HALL: Nelson brings fresh air to odorous dairy debateThere is a breath of fresh air coming to the Fulton area. It may be lost to the methane emitted by 7,000 cows in the not too distant future.
By: Rod Hall, Mitchell
There is a breath of fresh air coming to the Fulton area. It may be lost to the methane emitted by 7,000 cows in the not too distant future. First-term Rep. Stace Nelson, of Fulton, has become a real statesman in his first term in the South Dakota Legislature. Nelson has taken decisive steps to represent the people in his area against what might well be a huge disaster.
What makes Nelson unique is that as a Republican, he will take on big corporate interests, as well as Gov. Daugaard and Secretary of Agriculture Walt Bones III. It is not popular for any legislator, especially a Republican, to question the wisdom of “selling out” for many millions of dollars the air, the water and ground of any given area.
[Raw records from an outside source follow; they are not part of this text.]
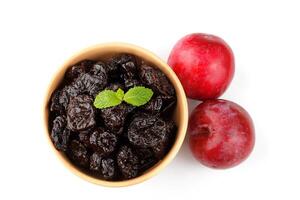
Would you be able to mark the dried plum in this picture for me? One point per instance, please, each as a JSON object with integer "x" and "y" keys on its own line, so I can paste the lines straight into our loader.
{"x": 146, "y": 158}
{"x": 103, "y": 141}
{"x": 126, "y": 64}
{"x": 80, "y": 113}
{"x": 95, "y": 161}
{"x": 89, "y": 84}
{"x": 105, "y": 167}
{"x": 114, "y": 117}
{"x": 147, "y": 130}
{"x": 163, "y": 146}
{"x": 84, "y": 138}
{"x": 78, "y": 153}
{"x": 128, "y": 162}
{"x": 115, "y": 86}
{"x": 119, "y": 142}
{"x": 59, "y": 101}
{"x": 59, "y": 133}
{"x": 99, "y": 70}
{"x": 77, "y": 69}
{"x": 155, "y": 79}
{"x": 108, "y": 168}
{"x": 154, "y": 105}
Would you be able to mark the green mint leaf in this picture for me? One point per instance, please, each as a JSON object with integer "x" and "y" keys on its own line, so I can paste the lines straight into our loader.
{"x": 138, "y": 95}
{"x": 107, "y": 98}
{"x": 120, "y": 94}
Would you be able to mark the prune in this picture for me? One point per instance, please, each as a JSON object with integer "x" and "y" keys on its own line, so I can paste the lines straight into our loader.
{"x": 115, "y": 143}
{"x": 80, "y": 113}
{"x": 115, "y": 86}
{"x": 128, "y": 162}
{"x": 99, "y": 69}
{"x": 155, "y": 79}
{"x": 154, "y": 105}
{"x": 84, "y": 138}
{"x": 108, "y": 168}
{"x": 103, "y": 141}
{"x": 146, "y": 158}
{"x": 126, "y": 64}
{"x": 89, "y": 84}
{"x": 59, "y": 133}
{"x": 59, "y": 101}
{"x": 78, "y": 153}
{"x": 114, "y": 117}
{"x": 163, "y": 146}
{"x": 105, "y": 167}
{"x": 131, "y": 83}
{"x": 77, "y": 69}
{"x": 95, "y": 161}
{"x": 147, "y": 130}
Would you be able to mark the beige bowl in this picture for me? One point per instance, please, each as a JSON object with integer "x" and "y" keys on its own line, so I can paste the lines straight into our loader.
{"x": 102, "y": 51}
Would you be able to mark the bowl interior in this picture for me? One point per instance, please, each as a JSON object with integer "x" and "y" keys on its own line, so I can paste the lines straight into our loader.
{"x": 102, "y": 52}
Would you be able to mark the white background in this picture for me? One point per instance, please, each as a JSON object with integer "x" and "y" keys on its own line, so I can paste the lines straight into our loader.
{"x": 36, "y": 37}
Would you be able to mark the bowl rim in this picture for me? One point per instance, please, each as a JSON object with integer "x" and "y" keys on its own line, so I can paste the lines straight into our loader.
{"x": 181, "y": 132}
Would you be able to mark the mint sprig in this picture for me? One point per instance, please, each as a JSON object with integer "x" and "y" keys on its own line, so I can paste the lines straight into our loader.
{"x": 136, "y": 96}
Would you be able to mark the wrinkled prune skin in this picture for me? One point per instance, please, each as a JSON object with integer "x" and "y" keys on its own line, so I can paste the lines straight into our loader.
{"x": 154, "y": 105}
{"x": 78, "y": 153}
{"x": 89, "y": 84}
{"x": 80, "y": 113}
{"x": 59, "y": 101}
{"x": 155, "y": 79}
{"x": 163, "y": 146}
{"x": 95, "y": 161}
{"x": 108, "y": 168}
{"x": 79, "y": 68}
{"x": 114, "y": 117}
{"x": 84, "y": 138}
{"x": 147, "y": 130}
{"x": 105, "y": 167}
{"x": 59, "y": 133}
{"x": 128, "y": 162}
{"x": 115, "y": 86}
{"x": 99, "y": 70}
{"x": 115, "y": 143}
{"x": 127, "y": 65}
{"x": 103, "y": 141}
{"x": 146, "y": 158}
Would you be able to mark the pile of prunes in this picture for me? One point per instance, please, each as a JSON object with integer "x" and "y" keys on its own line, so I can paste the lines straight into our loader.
{"x": 115, "y": 143}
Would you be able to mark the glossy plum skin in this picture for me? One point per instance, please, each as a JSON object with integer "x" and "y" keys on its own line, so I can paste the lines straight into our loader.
{"x": 221, "y": 134}
{"x": 204, "y": 64}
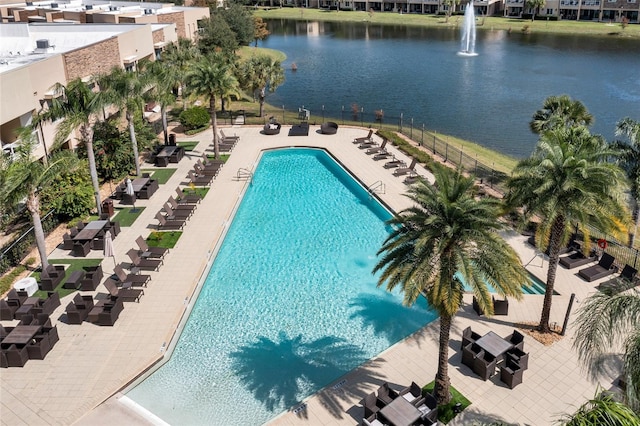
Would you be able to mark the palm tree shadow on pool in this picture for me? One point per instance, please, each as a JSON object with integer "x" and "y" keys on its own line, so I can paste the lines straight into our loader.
{"x": 281, "y": 373}
{"x": 397, "y": 322}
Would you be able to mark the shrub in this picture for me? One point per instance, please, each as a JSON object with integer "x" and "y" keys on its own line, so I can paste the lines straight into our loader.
{"x": 194, "y": 118}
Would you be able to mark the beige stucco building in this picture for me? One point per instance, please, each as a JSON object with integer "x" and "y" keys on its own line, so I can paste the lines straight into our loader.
{"x": 41, "y": 46}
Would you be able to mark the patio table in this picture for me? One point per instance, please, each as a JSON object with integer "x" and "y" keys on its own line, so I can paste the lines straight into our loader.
{"x": 21, "y": 335}
{"x": 400, "y": 412}
{"x": 494, "y": 344}
{"x": 90, "y": 230}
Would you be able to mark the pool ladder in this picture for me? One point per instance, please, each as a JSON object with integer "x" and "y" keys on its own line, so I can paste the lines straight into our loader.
{"x": 377, "y": 187}
{"x": 244, "y": 174}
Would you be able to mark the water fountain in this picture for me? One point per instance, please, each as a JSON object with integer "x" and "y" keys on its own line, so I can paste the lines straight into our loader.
{"x": 469, "y": 32}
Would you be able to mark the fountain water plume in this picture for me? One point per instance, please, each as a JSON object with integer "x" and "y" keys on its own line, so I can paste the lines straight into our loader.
{"x": 468, "y": 47}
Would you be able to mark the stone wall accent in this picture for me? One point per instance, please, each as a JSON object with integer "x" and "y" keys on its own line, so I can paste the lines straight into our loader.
{"x": 174, "y": 17}
{"x": 158, "y": 36}
{"x": 97, "y": 58}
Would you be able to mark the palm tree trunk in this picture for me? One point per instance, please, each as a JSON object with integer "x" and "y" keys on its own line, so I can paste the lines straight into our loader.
{"x": 214, "y": 126}
{"x": 87, "y": 135}
{"x": 636, "y": 221}
{"x": 442, "y": 382}
{"x": 261, "y": 97}
{"x": 557, "y": 231}
{"x": 165, "y": 126}
{"x": 134, "y": 142}
{"x": 33, "y": 205}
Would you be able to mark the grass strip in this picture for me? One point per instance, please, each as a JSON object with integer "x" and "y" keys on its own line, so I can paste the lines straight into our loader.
{"x": 162, "y": 176}
{"x": 74, "y": 265}
{"x": 166, "y": 239}
{"x": 128, "y": 215}
{"x": 188, "y": 145}
{"x": 447, "y": 412}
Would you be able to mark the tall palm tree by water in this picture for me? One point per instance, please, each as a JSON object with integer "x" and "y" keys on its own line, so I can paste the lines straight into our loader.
{"x": 211, "y": 78}
{"x": 630, "y": 162}
{"x": 261, "y": 73}
{"x": 24, "y": 177}
{"x": 449, "y": 233}
{"x": 77, "y": 106}
{"x": 568, "y": 181}
{"x": 609, "y": 323}
{"x": 558, "y": 112}
{"x": 126, "y": 90}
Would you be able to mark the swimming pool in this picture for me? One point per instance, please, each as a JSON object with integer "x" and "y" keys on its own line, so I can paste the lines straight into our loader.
{"x": 289, "y": 304}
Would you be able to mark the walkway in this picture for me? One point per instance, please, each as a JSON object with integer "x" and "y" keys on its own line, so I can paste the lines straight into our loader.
{"x": 91, "y": 364}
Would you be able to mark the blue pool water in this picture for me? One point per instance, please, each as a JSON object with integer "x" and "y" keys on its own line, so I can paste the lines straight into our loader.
{"x": 289, "y": 304}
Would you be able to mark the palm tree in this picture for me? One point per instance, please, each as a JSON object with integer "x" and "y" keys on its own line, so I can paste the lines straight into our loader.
{"x": 126, "y": 90}
{"x": 76, "y": 106}
{"x": 163, "y": 77}
{"x": 608, "y": 322}
{"x": 449, "y": 231}
{"x": 23, "y": 178}
{"x": 603, "y": 410}
{"x": 630, "y": 163}
{"x": 568, "y": 181}
{"x": 560, "y": 111}
{"x": 260, "y": 73}
{"x": 210, "y": 78}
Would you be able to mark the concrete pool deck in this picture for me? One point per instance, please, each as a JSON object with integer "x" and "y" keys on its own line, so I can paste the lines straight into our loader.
{"x": 80, "y": 380}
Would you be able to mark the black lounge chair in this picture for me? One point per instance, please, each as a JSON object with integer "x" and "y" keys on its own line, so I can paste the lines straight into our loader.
{"x": 329, "y": 128}
{"x": 271, "y": 128}
{"x": 603, "y": 269}
{"x": 151, "y": 252}
{"x": 363, "y": 138}
{"x": 575, "y": 259}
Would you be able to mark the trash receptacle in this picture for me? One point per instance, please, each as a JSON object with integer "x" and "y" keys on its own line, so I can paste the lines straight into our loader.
{"x": 107, "y": 207}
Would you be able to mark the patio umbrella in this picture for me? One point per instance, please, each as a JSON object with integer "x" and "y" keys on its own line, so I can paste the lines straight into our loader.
{"x": 130, "y": 192}
{"x": 108, "y": 247}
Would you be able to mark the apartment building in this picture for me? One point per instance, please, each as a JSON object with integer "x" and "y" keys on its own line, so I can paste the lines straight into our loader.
{"x": 42, "y": 44}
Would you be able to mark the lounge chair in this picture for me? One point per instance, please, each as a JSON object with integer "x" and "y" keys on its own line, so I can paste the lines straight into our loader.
{"x": 199, "y": 179}
{"x": 144, "y": 264}
{"x": 187, "y": 198}
{"x": 130, "y": 280}
{"x": 394, "y": 163}
{"x": 51, "y": 277}
{"x": 575, "y": 259}
{"x": 176, "y": 214}
{"x": 163, "y": 223}
{"x": 377, "y": 149}
{"x": 175, "y": 205}
{"x": 364, "y": 138}
{"x": 386, "y": 394}
{"x": 404, "y": 170}
{"x": 124, "y": 294}
{"x": 603, "y": 269}
{"x": 151, "y": 252}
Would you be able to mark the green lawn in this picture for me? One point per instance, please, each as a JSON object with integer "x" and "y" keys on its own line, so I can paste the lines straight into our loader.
{"x": 446, "y": 412}
{"x": 166, "y": 239}
{"x": 128, "y": 215}
{"x": 162, "y": 176}
{"x": 74, "y": 265}
{"x": 188, "y": 145}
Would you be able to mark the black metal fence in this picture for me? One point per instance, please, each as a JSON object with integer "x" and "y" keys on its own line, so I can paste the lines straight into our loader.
{"x": 13, "y": 252}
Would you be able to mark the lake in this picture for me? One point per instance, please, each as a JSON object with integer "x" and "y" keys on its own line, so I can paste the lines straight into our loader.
{"x": 416, "y": 72}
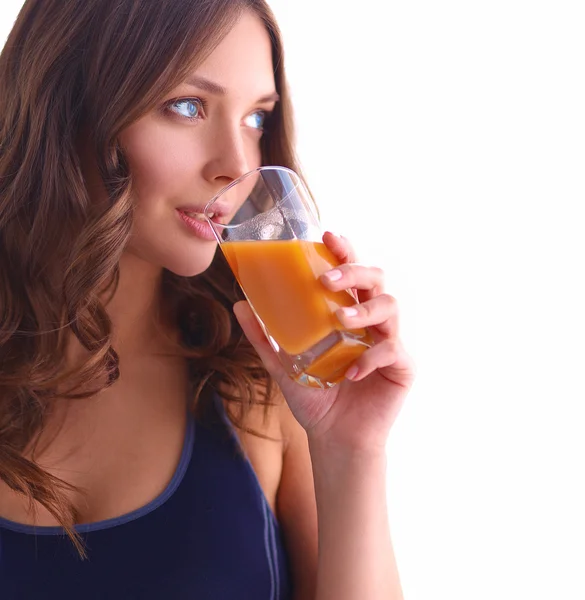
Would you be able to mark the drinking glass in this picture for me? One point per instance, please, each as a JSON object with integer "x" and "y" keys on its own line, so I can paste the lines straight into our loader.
{"x": 269, "y": 231}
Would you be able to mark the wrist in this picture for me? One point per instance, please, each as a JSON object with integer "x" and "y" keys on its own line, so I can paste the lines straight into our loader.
{"x": 331, "y": 453}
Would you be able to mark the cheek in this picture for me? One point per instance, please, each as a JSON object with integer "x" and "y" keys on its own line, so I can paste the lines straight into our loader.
{"x": 162, "y": 162}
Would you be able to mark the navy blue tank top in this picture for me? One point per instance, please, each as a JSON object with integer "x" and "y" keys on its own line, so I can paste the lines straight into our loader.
{"x": 211, "y": 535}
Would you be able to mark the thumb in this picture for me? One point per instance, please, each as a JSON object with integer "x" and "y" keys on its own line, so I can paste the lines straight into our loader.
{"x": 255, "y": 334}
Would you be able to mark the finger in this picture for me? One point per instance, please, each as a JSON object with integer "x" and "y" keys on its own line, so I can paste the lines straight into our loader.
{"x": 380, "y": 312}
{"x": 340, "y": 247}
{"x": 390, "y": 360}
{"x": 355, "y": 276}
{"x": 255, "y": 334}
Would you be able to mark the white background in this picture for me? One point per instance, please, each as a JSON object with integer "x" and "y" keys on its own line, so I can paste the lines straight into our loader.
{"x": 447, "y": 140}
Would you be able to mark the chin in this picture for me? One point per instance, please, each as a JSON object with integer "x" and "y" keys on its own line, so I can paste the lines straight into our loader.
{"x": 184, "y": 266}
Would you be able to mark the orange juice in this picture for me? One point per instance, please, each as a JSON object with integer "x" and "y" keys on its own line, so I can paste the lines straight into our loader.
{"x": 281, "y": 280}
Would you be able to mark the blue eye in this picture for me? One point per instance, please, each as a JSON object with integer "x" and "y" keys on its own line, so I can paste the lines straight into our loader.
{"x": 189, "y": 108}
{"x": 256, "y": 120}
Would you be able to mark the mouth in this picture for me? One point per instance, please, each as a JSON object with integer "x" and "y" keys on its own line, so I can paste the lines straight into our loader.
{"x": 218, "y": 215}
{"x": 198, "y": 216}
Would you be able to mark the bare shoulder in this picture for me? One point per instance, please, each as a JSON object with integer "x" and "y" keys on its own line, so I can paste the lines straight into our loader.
{"x": 296, "y": 504}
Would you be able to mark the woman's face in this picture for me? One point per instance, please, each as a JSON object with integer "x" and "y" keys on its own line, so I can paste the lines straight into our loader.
{"x": 202, "y": 136}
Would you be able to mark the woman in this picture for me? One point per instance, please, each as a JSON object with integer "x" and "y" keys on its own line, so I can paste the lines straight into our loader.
{"x": 138, "y": 411}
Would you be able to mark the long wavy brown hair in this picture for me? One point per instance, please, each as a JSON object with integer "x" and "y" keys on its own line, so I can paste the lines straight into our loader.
{"x": 75, "y": 66}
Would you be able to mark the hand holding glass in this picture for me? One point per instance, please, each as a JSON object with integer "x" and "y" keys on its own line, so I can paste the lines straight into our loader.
{"x": 274, "y": 248}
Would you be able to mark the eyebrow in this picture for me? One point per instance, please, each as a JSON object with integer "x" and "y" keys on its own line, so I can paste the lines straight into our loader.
{"x": 218, "y": 90}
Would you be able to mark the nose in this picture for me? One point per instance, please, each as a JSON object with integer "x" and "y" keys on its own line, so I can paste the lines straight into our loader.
{"x": 228, "y": 156}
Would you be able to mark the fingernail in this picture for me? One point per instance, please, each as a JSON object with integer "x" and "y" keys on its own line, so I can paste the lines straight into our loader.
{"x": 334, "y": 275}
{"x": 352, "y": 372}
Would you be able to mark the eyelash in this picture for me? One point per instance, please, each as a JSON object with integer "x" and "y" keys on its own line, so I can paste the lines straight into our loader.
{"x": 203, "y": 107}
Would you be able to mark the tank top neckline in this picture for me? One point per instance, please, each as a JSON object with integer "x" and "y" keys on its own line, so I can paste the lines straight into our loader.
{"x": 167, "y": 493}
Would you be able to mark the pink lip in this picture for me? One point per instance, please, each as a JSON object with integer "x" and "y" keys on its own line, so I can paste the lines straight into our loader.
{"x": 219, "y": 209}
{"x": 201, "y": 229}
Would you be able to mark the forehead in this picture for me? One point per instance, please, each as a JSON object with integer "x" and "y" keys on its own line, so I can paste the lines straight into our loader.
{"x": 242, "y": 62}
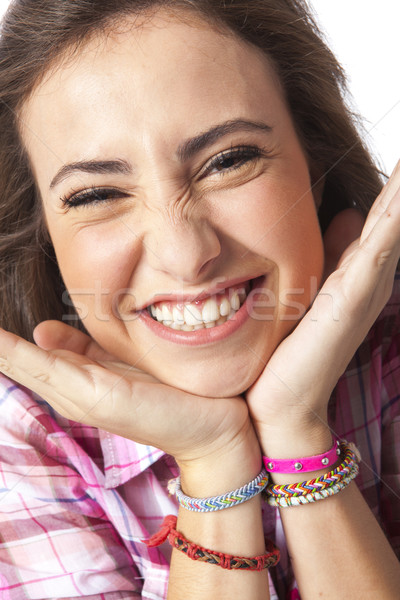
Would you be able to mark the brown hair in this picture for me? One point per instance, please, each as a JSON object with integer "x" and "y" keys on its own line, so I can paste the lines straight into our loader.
{"x": 36, "y": 32}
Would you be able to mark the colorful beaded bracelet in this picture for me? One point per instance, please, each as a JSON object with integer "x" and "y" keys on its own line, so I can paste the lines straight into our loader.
{"x": 213, "y": 503}
{"x": 319, "y": 488}
{"x": 195, "y": 552}
{"x": 287, "y": 501}
{"x": 319, "y": 483}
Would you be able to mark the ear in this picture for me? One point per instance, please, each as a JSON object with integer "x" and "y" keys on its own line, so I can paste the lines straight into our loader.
{"x": 317, "y": 183}
{"x": 342, "y": 231}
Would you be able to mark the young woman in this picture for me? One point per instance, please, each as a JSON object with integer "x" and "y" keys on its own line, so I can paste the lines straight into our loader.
{"x": 166, "y": 170}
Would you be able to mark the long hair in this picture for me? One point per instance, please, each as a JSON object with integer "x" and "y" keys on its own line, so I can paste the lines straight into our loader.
{"x": 35, "y": 33}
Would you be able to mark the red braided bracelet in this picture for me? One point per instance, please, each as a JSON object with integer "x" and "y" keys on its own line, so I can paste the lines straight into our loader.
{"x": 195, "y": 552}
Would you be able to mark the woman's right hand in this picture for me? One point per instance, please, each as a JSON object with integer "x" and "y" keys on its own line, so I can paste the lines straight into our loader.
{"x": 83, "y": 383}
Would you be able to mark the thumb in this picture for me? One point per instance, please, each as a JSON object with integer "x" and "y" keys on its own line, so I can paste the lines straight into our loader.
{"x": 55, "y": 335}
{"x": 342, "y": 231}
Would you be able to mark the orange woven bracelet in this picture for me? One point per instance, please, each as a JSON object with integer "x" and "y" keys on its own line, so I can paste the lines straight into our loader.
{"x": 195, "y": 552}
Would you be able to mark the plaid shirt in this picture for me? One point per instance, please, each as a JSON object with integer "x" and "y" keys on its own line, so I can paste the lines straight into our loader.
{"x": 75, "y": 502}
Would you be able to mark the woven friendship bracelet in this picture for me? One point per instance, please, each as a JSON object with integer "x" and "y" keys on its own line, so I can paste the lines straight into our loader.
{"x": 242, "y": 494}
{"x": 287, "y": 501}
{"x": 226, "y": 561}
{"x": 320, "y": 483}
{"x": 319, "y": 488}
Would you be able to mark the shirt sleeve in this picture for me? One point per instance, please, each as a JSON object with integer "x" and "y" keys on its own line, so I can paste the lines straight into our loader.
{"x": 390, "y": 462}
{"x": 55, "y": 540}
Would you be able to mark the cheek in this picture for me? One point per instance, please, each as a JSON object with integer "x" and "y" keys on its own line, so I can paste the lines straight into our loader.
{"x": 96, "y": 265}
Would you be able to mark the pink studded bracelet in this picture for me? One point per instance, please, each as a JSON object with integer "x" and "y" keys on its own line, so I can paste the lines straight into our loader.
{"x": 305, "y": 465}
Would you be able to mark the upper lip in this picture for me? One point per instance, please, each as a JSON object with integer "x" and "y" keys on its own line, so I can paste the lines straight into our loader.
{"x": 180, "y": 297}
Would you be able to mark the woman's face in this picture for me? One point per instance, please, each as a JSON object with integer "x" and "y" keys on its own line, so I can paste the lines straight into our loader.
{"x": 175, "y": 191}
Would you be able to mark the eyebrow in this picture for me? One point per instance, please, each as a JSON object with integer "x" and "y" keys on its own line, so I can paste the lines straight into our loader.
{"x": 114, "y": 167}
{"x": 184, "y": 152}
{"x": 207, "y": 138}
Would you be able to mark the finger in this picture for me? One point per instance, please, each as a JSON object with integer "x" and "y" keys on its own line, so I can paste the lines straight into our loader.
{"x": 55, "y": 335}
{"x": 383, "y": 201}
{"x": 54, "y": 377}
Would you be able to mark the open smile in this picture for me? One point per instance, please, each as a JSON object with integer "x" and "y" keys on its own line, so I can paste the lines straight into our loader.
{"x": 205, "y": 320}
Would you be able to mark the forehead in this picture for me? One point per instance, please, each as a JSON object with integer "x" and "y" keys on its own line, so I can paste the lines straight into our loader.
{"x": 158, "y": 75}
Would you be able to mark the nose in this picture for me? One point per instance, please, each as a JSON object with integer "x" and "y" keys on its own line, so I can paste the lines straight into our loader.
{"x": 184, "y": 249}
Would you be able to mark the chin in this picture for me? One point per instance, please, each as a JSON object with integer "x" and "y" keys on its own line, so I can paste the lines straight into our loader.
{"x": 220, "y": 384}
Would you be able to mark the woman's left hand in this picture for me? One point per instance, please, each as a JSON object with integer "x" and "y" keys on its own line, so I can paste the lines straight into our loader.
{"x": 291, "y": 395}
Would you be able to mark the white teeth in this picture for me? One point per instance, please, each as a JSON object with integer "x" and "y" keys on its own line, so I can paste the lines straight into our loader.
{"x": 192, "y": 314}
{"x": 166, "y": 314}
{"x": 224, "y": 307}
{"x": 235, "y": 302}
{"x": 177, "y": 316}
{"x": 210, "y": 311}
{"x": 190, "y": 317}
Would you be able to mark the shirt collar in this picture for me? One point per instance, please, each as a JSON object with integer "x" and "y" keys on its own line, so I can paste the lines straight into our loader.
{"x": 125, "y": 459}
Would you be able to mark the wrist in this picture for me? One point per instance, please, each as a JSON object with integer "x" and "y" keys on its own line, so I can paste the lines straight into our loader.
{"x": 228, "y": 467}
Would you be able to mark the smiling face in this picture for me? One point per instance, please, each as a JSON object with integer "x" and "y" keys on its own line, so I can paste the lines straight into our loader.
{"x": 178, "y": 200}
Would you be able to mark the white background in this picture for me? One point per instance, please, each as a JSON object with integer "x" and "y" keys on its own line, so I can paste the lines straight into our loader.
{"x": 364, "y": 34}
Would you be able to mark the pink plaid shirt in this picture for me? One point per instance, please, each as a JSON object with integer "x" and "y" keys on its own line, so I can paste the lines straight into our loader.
{"x": 76, "y": 502}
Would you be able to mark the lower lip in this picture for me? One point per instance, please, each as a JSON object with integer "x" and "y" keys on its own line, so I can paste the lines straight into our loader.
{"x": 204, "y": 336}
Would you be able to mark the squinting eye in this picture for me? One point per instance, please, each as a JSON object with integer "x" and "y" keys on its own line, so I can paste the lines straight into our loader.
{"x": 92, "y": 196}
{"x": 232, "y": 159}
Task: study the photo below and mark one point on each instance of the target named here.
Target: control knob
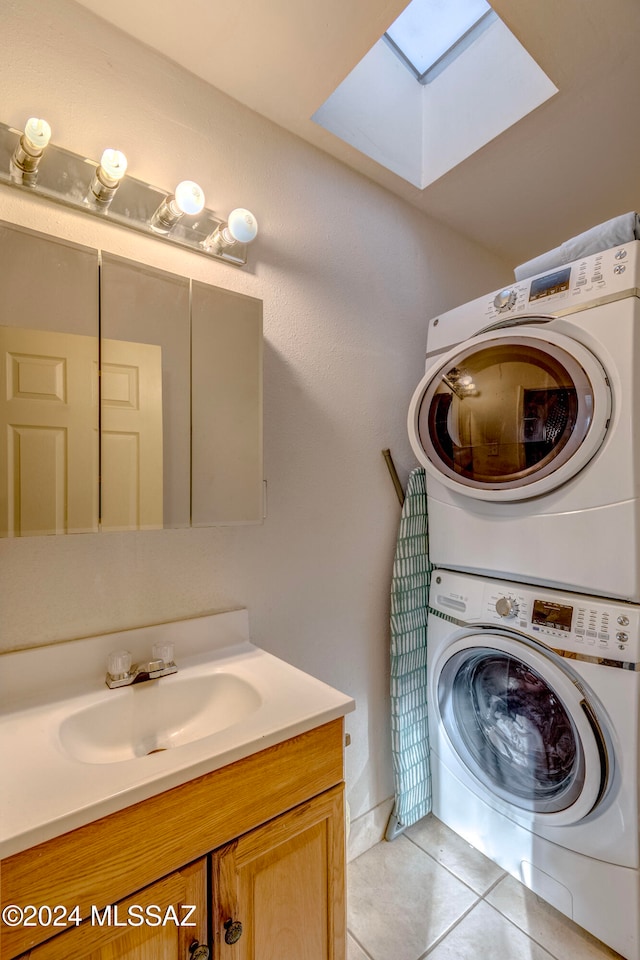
(504, 300)
(506, 607)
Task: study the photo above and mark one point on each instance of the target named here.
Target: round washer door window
(508, 416)
(522, 728)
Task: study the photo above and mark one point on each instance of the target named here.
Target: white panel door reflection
(131, 430)
(49, 423)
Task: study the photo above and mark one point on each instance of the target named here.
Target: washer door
(522, 727)
(507, 416)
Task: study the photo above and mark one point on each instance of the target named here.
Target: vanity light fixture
(188, 198)
(179, 218)
(241, 227)
(106, 179)
(29, 150)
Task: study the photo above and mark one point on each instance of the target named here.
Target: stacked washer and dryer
(527, 423)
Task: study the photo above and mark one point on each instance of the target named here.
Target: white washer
(527, 422)
(534, 710)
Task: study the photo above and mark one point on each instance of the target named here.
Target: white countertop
(45, 791)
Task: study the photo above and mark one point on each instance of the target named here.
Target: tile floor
(429, 894)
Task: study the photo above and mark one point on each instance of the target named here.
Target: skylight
(428, 29)
(459, 84)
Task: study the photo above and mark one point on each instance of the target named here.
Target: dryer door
(510, 415)
(522, 727)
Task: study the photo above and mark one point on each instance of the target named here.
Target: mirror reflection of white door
(131, 430)
(49, 424)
Certainly, if the proposed dairy is built at Fulton, a few area farmers will receive huge profits from this corporate farm. The strange thing to me is that most of those same farmers were campaigning against corporate agriculture 40 years ago when they were just rank-and-file family farmers themselves. They seem to have lost the concern for others that that they spoke so loudly for when their future was at stake.
It was not too long ago that Austin DeCoster, the Iowa corporate hog farmer, was bound and determined to locate additional facilities in Davison County. Fortunately, the spills from his hog factories into Iowa streams and rivers gave South Dakotans real concerns. Reports of DeCoster’s inhumane treatment of his alien workers at his egg factories in Maine further degraded his appeal in South Dakota.
The authorities do not think that there would not be manure spills down Johnson Creek into Fulton. Remember, people built expensive homes thinking the water in the Missouri would never be a threat; heavy rains cause Sioux Falls to dump raw sewage into the Sioux River all too often. Would these authorities live along Johnson Creek should it be flooded? No. They have mansions in Pierre and west of Sioux Falls.
One question that has not been answered properly is the disposal of the liquid manure. With normal crop production as a result of normal rainfall, things seem to look satisfactory. What happens with a prolonged drought like what happened during the 1930s? Will these neighbor farms be happy with the maximum application of manure if they go year after year with drought conditions?
Likewise, will there be enough silage, hay and corn produced locally, or will huge amounts have to be trucked in from great distances with the resulting damage to the highways?
Thank goodness Stace Nelson can see beyond the end of his nose. Neither is he convinced by authorities who really do not know what long-term effects natural disasters would have on the area.
With all the land in South Dakota, perhaps another general location would be better. Did anyone ever think of building this dairy somewhere where necessary water could be drawn from the Missouri? Silage, hay and corn production would be much more stable with the irrigation possibilities there.
So Rep. Nelson, keep breathing fresh air and ideas into a sustainable agriculture that would capitalize on unused or underused resources. That would also keep the homes and communities free of unwanted commercial development. Forty years ago, I was the Democrat senator from Fulton working to keep Fulton safe and secure. Rep. Nelson, you may not win popularity contests with big business, but you will win the hearts and health of your fellow man.
Rod Hall, of Mitchell, is a former state legislator and school board member.